Four Technical Analysis Indicators That You Should Know When Picking Stock

by Hank Coleman

Technical analysis approaches the price and future performance of an individual stock by looking at the stock’s charts. Fundamental analysis and investors that follow the fundamental finance theory focus on the use of a company’s financial statements when trying to determine the future movement of a stock’s share price. Technical analysis and fundamental analysis are the two main schools of thought with respect to future pricing of a share of stock. Below are four of the most important indicators that technical analyst use to determine the price movement of a stock.
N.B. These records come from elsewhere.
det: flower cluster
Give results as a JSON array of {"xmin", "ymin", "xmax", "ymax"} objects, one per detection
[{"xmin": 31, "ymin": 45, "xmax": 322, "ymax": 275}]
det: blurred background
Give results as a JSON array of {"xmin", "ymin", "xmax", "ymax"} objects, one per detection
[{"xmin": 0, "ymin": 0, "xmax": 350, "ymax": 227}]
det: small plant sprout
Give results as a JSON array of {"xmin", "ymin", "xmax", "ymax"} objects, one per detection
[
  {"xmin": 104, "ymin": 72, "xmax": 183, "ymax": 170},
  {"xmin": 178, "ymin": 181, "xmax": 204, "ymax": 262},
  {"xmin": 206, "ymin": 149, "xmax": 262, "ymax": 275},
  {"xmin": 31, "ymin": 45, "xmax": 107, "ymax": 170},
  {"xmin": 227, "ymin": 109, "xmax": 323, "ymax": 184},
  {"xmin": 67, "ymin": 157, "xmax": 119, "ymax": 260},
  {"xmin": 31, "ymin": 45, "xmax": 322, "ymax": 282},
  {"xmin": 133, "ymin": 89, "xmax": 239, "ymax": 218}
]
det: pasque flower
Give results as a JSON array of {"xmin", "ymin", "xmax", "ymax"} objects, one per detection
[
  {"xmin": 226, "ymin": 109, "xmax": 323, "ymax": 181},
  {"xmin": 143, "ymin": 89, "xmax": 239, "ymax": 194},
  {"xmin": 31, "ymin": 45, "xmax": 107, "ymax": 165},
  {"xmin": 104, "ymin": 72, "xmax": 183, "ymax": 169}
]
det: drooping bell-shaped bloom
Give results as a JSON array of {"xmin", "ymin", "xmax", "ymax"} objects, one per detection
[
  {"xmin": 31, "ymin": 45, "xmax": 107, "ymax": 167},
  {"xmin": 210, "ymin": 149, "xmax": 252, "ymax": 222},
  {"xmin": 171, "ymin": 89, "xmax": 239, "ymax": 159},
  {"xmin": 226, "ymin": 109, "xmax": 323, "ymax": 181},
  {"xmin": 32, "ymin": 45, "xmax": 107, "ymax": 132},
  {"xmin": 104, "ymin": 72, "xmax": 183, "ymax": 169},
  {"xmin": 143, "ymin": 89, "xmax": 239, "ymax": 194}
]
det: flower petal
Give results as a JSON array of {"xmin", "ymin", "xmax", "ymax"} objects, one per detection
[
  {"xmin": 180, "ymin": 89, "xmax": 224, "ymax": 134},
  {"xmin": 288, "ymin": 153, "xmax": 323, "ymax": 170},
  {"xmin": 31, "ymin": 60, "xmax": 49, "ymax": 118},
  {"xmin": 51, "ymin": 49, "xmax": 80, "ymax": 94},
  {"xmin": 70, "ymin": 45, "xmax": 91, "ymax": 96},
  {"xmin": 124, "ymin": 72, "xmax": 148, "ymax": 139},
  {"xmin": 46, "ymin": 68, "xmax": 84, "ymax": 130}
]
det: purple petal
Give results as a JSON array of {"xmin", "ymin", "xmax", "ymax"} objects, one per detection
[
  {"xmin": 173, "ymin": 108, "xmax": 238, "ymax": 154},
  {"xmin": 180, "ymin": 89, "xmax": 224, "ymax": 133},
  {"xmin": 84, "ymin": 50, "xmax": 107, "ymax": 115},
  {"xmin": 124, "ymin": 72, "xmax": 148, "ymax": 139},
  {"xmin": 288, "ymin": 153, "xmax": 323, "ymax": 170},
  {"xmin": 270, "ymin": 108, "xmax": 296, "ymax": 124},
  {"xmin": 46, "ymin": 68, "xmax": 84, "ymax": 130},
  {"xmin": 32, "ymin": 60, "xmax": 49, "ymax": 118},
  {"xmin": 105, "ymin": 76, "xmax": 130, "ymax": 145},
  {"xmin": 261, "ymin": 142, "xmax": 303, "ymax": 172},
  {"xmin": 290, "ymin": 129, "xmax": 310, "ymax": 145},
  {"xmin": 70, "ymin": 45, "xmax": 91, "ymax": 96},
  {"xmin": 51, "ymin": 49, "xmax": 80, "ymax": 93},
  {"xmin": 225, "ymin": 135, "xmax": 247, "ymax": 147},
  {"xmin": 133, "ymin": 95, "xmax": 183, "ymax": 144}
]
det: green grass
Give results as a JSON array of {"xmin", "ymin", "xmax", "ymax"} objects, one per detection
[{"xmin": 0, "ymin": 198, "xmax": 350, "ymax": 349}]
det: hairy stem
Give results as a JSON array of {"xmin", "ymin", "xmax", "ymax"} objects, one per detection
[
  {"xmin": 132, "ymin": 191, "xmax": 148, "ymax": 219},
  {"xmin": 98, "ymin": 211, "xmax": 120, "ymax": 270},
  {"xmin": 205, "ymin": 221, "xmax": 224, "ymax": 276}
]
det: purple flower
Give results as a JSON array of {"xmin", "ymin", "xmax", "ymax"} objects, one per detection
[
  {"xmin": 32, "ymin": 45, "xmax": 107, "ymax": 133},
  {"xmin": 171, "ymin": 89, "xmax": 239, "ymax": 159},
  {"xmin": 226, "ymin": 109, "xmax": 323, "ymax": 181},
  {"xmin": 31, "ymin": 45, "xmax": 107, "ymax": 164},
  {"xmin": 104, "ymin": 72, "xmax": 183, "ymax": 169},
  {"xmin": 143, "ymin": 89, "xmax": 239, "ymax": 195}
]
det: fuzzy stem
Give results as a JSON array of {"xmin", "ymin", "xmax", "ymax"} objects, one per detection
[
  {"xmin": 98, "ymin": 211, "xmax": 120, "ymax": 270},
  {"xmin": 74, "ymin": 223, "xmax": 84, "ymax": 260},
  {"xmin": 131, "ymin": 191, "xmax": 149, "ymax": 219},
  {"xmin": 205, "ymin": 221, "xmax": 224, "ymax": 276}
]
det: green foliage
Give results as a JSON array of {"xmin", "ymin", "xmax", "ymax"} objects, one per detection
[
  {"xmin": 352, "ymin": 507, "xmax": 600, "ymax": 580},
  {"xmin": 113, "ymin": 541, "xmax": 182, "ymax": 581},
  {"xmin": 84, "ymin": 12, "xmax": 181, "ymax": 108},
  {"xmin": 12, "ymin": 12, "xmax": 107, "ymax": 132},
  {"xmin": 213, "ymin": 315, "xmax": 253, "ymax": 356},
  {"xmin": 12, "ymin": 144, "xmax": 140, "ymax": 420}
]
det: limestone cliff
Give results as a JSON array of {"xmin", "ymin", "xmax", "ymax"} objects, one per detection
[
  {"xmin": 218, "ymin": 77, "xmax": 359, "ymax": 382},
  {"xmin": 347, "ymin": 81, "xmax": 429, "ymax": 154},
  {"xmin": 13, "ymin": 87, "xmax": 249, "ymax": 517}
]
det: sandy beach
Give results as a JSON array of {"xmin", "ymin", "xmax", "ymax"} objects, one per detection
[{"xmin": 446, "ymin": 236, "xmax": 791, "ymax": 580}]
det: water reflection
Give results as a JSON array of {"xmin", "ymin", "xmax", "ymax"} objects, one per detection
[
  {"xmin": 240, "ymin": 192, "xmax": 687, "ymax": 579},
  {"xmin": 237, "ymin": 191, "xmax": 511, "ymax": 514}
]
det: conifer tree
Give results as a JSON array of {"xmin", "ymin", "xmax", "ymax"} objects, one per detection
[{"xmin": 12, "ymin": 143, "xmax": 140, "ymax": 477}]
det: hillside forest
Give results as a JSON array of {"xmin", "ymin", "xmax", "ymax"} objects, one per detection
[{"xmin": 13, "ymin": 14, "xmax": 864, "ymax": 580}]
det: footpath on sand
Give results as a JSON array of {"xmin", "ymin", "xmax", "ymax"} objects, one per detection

50 & 200 Day Moving Average Crossover. A crossover of moving averages signals a trend reversal when one moving average crosses through another. For example, if the 50-day moving average crosses above the 200-day moving average, it is a positive sign that the price will start to increase. The short term pricing of a stock is outpacing its long term trend. The 50 and the 200 day moving averages are two of the most popular to use because they show a mid and long range movement of a stock.

Moving Average Convergence or Divergence. The moving average convergence divergence (MACD) is one of the most well known and used indicators in technical analysis. When the MACD is positive, it signals that the shorter term moving average is above the longer term moving average and suggests upward momentum. The opposite holds true when the MACD is negative.

Stochastic Oscillator. The stochastic oscillator is one of the most recognized momentum indicators used in technical analysis. The idea behind this indicator is that in an uptrend, the price should be closing near the highs of its trading range for the day which signals an upward momentum in the security’s share price. In downtrends, the price should be closing near the lows of the trading range, signaling downward momentum.

The Hammer. A Hammer is where bears drove prices lower intraday. However, the strong finish indicates that bulls regained control forming a trend reversal. Traders wanting to establish a position in a certain stock or traders that are already holding the stock can use the hammer formation to their advantage. The pattern signals a potential bullish trend reversal and are important candlesticks as they mark bottoms and support levels. Further buying pressure, and preferably on expanding volume, is needed before acting, as heavy volume will serve to confirm the validity of the reversal.